Frankie Owen

Personal information
- Full name: Francesca Owen
- Nationality: Australian
- Born: 27 March 1988 (age 38) Chester, United Kingdom
- Height: 157 cm (5 ft 2 in) (2012)
- Weight: 53 kg (117 lb) (2012)

Sport
- Country: Australia
- Sport: Synchronized swimming
- Coached by: Anna Nepotacheva, Marina Kholod

Achievements and titles
- Olympic finals: 2012 Summer Olympics

= Frankie Owen =

Australian synchronized swimmer (born 1988)

Francesca "Frankie" Owen (born 27 March 1988) is an Australian synchronized swimmer. She was selected to represent Australia at the 2012 Summer Olympics in synchronized swimming.

==Personal==
Nicknamed Frankie, Owen was born on 27 March 1988 in Chester, United Kingdom. She moved to Australia with her Welsh father and English mother when she was a baby, though some members of her family continued to live in the area. She attended a primary school in Kimberley Park before going to Indooroopilly State High School. At Kimberley Park, future Olympic teammate Samantha Reid was one of her classmates. She later earned a Bachelor of Mass Communication in Marketing and Photography. As of 2012, she works as a Social Photographer for b105 and Triple M radio. She also works as a model for the Brisbane-based Dallys Models. As of 2012, she lives in Pullenvale, Queensland

Owen is 157 cm tall and weighs 53 kg.

==Synchronized swimming==
Owen is a synchronized swimmer, and has been coached by Marina Kholod and Anna Nepotcheva since 2011.

Owen has several honors. For 1998-1999 and 1999-2000, she was awarded the 12 Years and Under Solo Champion Trophy by Queensland Synchronized Swimming. In March 2002, she was awarded the 13 14 15 Years Solo Champion Trophy by Queensland Synchronized Swimming.
In 2005-2006, she was award the Junior Figure Champion Trophy by Queensland Synchronized Swimming.
She retired from the sport despite being only eighteen years old at the time only to unretire later.

Owen represented Australia at the 2005 World Championship in the team event.

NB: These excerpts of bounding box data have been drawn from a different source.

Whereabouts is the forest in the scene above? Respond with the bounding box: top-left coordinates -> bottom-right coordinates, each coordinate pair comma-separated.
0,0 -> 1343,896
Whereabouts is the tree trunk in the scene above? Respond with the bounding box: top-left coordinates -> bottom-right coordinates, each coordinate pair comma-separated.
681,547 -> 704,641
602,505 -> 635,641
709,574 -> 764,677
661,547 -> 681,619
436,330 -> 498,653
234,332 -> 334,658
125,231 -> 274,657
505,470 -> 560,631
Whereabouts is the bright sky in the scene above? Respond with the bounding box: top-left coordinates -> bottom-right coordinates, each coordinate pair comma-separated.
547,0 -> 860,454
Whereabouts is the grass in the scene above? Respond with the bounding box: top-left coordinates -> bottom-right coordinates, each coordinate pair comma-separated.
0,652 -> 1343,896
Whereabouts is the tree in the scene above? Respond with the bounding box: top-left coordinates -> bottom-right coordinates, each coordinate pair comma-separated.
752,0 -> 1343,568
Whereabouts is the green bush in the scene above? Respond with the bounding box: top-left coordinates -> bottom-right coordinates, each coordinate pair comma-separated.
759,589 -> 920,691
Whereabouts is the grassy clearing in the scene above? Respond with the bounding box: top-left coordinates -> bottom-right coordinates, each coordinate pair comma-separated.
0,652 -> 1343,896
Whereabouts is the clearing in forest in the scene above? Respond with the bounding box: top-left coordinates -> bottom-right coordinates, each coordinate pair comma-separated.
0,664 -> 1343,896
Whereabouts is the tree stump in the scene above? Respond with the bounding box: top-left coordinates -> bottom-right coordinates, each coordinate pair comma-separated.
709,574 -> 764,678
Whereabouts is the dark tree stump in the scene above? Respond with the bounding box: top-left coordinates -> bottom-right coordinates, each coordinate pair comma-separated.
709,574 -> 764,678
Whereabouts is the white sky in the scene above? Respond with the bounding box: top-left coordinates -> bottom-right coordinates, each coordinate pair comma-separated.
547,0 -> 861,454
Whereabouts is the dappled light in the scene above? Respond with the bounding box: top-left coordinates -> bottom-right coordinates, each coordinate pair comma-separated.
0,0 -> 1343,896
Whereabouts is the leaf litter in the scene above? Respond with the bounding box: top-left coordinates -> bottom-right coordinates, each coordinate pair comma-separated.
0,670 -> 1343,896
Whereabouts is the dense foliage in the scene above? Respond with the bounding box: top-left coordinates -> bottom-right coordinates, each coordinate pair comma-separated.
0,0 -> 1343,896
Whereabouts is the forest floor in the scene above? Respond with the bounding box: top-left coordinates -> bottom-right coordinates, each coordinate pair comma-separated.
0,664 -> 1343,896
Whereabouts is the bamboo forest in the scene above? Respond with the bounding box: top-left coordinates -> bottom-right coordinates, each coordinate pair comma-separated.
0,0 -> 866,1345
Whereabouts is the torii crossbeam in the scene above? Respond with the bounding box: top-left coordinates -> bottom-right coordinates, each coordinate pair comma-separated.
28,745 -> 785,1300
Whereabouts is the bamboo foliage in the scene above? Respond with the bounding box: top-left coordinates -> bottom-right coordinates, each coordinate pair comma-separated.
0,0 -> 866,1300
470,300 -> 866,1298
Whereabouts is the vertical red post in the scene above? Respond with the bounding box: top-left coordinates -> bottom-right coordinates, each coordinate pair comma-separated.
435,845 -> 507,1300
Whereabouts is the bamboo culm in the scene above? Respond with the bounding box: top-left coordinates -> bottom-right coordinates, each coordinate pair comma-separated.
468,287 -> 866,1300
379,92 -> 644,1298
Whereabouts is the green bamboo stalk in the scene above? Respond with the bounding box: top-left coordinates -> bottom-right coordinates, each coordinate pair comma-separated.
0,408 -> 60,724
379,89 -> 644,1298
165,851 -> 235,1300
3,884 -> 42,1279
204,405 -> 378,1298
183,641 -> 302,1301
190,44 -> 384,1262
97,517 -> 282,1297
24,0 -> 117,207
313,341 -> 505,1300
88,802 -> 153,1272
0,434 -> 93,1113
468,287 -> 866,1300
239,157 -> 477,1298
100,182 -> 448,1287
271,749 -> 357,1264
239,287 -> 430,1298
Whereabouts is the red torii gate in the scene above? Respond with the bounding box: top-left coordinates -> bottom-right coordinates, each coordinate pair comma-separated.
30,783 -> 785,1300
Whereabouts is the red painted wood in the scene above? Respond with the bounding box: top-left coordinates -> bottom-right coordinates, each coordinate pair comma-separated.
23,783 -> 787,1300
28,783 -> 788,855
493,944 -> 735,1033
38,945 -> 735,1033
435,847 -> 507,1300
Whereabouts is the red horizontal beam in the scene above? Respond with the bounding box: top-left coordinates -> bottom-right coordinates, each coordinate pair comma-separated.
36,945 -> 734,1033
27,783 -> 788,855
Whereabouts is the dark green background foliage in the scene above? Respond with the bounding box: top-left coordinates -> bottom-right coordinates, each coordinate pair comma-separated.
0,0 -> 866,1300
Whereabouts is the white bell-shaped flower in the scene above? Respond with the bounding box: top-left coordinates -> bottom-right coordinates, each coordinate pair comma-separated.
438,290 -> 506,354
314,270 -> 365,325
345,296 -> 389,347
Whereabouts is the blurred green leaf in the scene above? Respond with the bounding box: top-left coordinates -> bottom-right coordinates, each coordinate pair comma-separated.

She competed at the 2006 Oceania Championships in the Combination Team and Junior Solo events. The FINA World Championships held in Shanghai, China served as the 2012 Olympic qualifying event for the team. In the technical team portion, her team finished 18th and in the Free Team event, her team finished 17th. She was selected to represent Australia at the 2012 Summer Olympics in synchronized swimming. The London Games were her first. She was 23 years old at the Games. She performed one of the team's solo performances in front of her extended family.